If you’ve opened a magazine in the past
20 years, this is probably a familiar image. It’s easy to flip past these ads and
think, “Hey, great. Stars promoting a healthy alternative to sugary sodas and sports drinks,” awesome There’s this idea that we have to drink milk to be healthy. But where did that idea come from? There are plenty of foods with just as much calcium,
potassium and protein Willet: Individuals can be very healthy with
no dairy consumption at all. In fact, a quarter of Americans can’t even
digest milk! and researchers have found that people who
drink lots of milk aren’t any less likely to get fractures.
milk was a bad choice And yet… the federal dietary guidelines
recommend three servings of dairy a day. Why!? Willet: Our dairy industry has become a very
powerful economic force For most of human history, milk was a small
part of the lives of a small number of people. Willet: Milk was really a survival technology
for living in cold places where the long winters made it difficult to grow fruits and vegetables.

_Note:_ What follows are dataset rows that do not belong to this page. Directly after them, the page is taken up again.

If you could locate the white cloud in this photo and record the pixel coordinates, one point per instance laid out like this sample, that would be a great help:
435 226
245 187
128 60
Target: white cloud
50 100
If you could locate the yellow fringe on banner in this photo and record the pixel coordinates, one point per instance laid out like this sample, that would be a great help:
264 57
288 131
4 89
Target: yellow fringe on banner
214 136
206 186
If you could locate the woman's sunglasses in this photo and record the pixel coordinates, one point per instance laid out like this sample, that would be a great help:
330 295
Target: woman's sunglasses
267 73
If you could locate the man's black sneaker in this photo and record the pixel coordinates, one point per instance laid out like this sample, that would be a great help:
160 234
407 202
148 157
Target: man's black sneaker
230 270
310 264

Then, around World War I, The US government sent huge amounts of canned and powdered milk
overseas, to fight malnutrition among soldiers. And farmers made huge changes in response.

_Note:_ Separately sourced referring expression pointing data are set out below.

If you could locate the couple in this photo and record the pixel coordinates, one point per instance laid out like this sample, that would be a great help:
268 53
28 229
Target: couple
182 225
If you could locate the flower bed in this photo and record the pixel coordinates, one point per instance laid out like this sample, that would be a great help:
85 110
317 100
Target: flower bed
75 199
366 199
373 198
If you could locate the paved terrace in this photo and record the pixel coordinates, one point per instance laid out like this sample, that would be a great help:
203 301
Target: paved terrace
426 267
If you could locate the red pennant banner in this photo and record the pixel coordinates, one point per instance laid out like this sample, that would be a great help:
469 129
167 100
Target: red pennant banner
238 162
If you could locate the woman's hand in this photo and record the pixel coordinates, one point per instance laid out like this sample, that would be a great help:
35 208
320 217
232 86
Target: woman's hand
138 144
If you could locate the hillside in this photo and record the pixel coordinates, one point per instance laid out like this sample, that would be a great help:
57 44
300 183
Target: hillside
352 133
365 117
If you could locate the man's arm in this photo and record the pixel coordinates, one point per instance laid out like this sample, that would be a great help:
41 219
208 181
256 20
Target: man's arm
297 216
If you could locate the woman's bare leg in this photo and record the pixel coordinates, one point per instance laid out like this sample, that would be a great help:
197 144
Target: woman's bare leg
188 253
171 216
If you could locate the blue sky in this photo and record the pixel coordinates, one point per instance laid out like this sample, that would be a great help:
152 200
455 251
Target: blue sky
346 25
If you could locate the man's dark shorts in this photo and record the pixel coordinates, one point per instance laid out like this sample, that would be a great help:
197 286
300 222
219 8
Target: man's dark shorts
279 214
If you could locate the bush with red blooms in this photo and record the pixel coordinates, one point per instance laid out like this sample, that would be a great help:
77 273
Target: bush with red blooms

Many got rid of their other crops to focus exclusively on dairy.
But when the war ended, demand dried up, and the country was left with a whole bunch of
milk it didn’t need. At this point, farmers and milk processors
had invested too much to shift away from large-scale, year-round milk production
So instead of making less milk, they convinced people to drink more.
“Milk education” campaigns in public schools encouraged students to drink four glasses
a day. And milk producers got a boost from legislation
that created the national school lunch program in 1946, and required those lunches to include
a glass of whole milk. Even with all this promotion, the U.S. still
saw huge milk surpluses in the 1940s and 50s. So the federal government started buying up
the extra. It sent some to schools, the military, and to other countries as food aid. But much
of the surplus sat unused in vast, underground storage caves.

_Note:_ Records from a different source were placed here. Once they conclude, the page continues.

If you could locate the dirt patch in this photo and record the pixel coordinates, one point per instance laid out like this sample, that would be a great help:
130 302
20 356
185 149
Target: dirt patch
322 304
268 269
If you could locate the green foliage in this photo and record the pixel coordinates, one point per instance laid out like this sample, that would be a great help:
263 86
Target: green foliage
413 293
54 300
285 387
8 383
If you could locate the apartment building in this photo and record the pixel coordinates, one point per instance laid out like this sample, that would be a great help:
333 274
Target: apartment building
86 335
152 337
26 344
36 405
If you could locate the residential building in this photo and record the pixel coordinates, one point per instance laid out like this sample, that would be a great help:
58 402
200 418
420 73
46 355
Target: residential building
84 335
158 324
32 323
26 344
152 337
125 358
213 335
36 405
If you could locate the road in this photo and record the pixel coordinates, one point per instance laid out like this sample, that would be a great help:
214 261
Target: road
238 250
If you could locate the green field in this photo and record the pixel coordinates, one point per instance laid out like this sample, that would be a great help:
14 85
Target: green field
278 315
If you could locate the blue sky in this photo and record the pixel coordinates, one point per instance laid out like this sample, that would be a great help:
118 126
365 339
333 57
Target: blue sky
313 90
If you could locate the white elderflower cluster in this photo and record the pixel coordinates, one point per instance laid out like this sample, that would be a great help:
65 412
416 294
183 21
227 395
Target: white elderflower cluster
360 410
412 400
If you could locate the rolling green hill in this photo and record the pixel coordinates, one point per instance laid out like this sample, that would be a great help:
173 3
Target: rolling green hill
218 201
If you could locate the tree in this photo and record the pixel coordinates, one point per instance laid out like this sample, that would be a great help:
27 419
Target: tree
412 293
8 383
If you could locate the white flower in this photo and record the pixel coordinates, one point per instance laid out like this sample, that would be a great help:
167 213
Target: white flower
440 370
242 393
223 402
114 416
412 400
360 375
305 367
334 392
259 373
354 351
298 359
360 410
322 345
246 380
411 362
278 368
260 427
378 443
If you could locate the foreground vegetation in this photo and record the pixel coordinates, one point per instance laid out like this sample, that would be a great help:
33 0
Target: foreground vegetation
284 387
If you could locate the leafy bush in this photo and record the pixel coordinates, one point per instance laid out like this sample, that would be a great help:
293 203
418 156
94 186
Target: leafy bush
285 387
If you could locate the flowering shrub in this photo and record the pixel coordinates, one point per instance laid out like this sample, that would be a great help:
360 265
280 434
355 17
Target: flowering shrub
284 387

By 1980s, the government was spending $2 billion a year on surplus milk. The Reagan Administration,
in its quest to cut government spending, put a stop to the buying program.
That didn’t sit well with dairy producers. They convinced Congress to change the rules
so that they could create something called a dairy checkoff. Dairy farmers would into the checkoff with a mandatory fee. That fee would go toward advertising campaigns aimed at making
people buy more milk. And the U.S. Department of Agriculture would approve those campaigns.
The “Got Milk?” Ads are one example. The fees also pay for partnerships with restaurants
like Domino’s, Taco Bell and Starbucks to develop dairy-heavy menu items, like a pizza with 40% more cheese.
This means the USDA, the same federal agency writes our dietary guidelines, is also in
charge of a multi-million dollar campaign to get us to eat a cheese pizza where one
piece has two-thirds of a day’s maximum recommended amount of saturated fat.
So, if we know milk isn’t necessary, then why not change the recommendation? Instead
of milk with every meal, why not tell people to drink water?
Willet:…I think it’s impossible at this point in time…because the political forces
would not allow the dietary guidelines to say antying about limiting red meat or dairy consumption.
The dairy industry gives millions to politicians, who protect their interests whenever the nutrition
guidelines come up for review Susan Del Bene: how do we continue to make
sure students have access to appealing and nutritious dairy products?
Glenn Thompson: what can we do to remove policies that are hindering milk consumption or promote
policies that enhance milk consumption? Milk and other dairy products can be a part
of a healthy diet, but the idea that they’re essential? That’s just marketing.
And it’s not like there’s broccoli trade groups giving money to politicians and running multi-million
dollar ad campaigns. If there were, our dinner tables might look a little different.